There are four basic types of thyroid disease:
- Hyperthyroidism is an overactive thyroid gland with high levels of thyroid hormone.
- Hypothyroidism is an underactive thyroid gland with low levels of thyroid hormone.
- Thyroid nodules are lumps that are noncancerous (benign) 90% of the time. Nodules and swelling of the thyroid (also called goiter) can lead to hyperthyroidism.
- Thyroid cancer is a highly treatable condition that often shows up as a thyroid mass that can be felt with the fingers.
Thyroid disease is very common, affecting about 20 million Americans. However, up to 60% of people do not realize they have a problem. Left untreated, thyroid disease increases the risk of heart disease, osteoporosis and infertility.
Your primary care doctor may refer you to a Southcoast endocrinologist if needed to evaluate your thyroid and receive personalized treatment for thyroid disease in Fall River, Dartmouth or Wareham, MA or Portsmouth, RI.
Risk Factors & Causes of Thyroid Problems
In the United States, Graves’ disease is the most common cause of hyperthyroidism. In this autoimmune disease, the immune system makes antibodies that attach to the thyroid gland and stimulate it to make too much thyroid hormone.

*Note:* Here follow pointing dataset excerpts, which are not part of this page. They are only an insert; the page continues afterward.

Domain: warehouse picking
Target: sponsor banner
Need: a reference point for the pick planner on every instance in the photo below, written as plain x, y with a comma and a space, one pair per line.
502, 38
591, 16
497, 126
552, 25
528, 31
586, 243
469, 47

The most common cause of hypothyroidism is Hashimoto’s thyroiditis, which is also an autoimmune disease. The immune system mistakenly attacks the thyroid gland, inhibiting thyroid hormone production.
In general, risk factors that increase the likelihood of developing thyroid disease include:
- Age greater than 60
- Exposure to radiation therapy or certain medications
- Family history of thyroid disease
- Family or personal history of an autoimmune disease
- Female gender
- Hormonal changes with pregnancy or menopause
- Personal history of thyroid disease or thyroid surgery
Symptoms of Hyperthyroidism & Hypothyroidism
In hyperthyroidism, symptoms include feeling hot all the time, losing weight without trying, feeling anxious or nervous, sweating a lot and having frequent bowel movements. Menstrual irregularities can also occur.
In hypothyroidism, not having enough thyroid hormone slows your body down. Symptoms include feeling cold all the time, gaining weight, feeling depressed and being constipated. Women may also notice menstrual problems.
Thyroid nodules and cancer do not always cause symptoms. Often, people see the doctor because of a noticeable lump in the neck. Other symptoms include hoarseness, persistent cough, throat or neck pain, and difficulty swallowing or breathing.
Patients across southeastern Massachusetts and Rhode Island rely on Southcoast Health for diagnosis and treatment of thyroid disease in Fall River, North Dartmouth, Wareham, MA and Portsmouth, RI.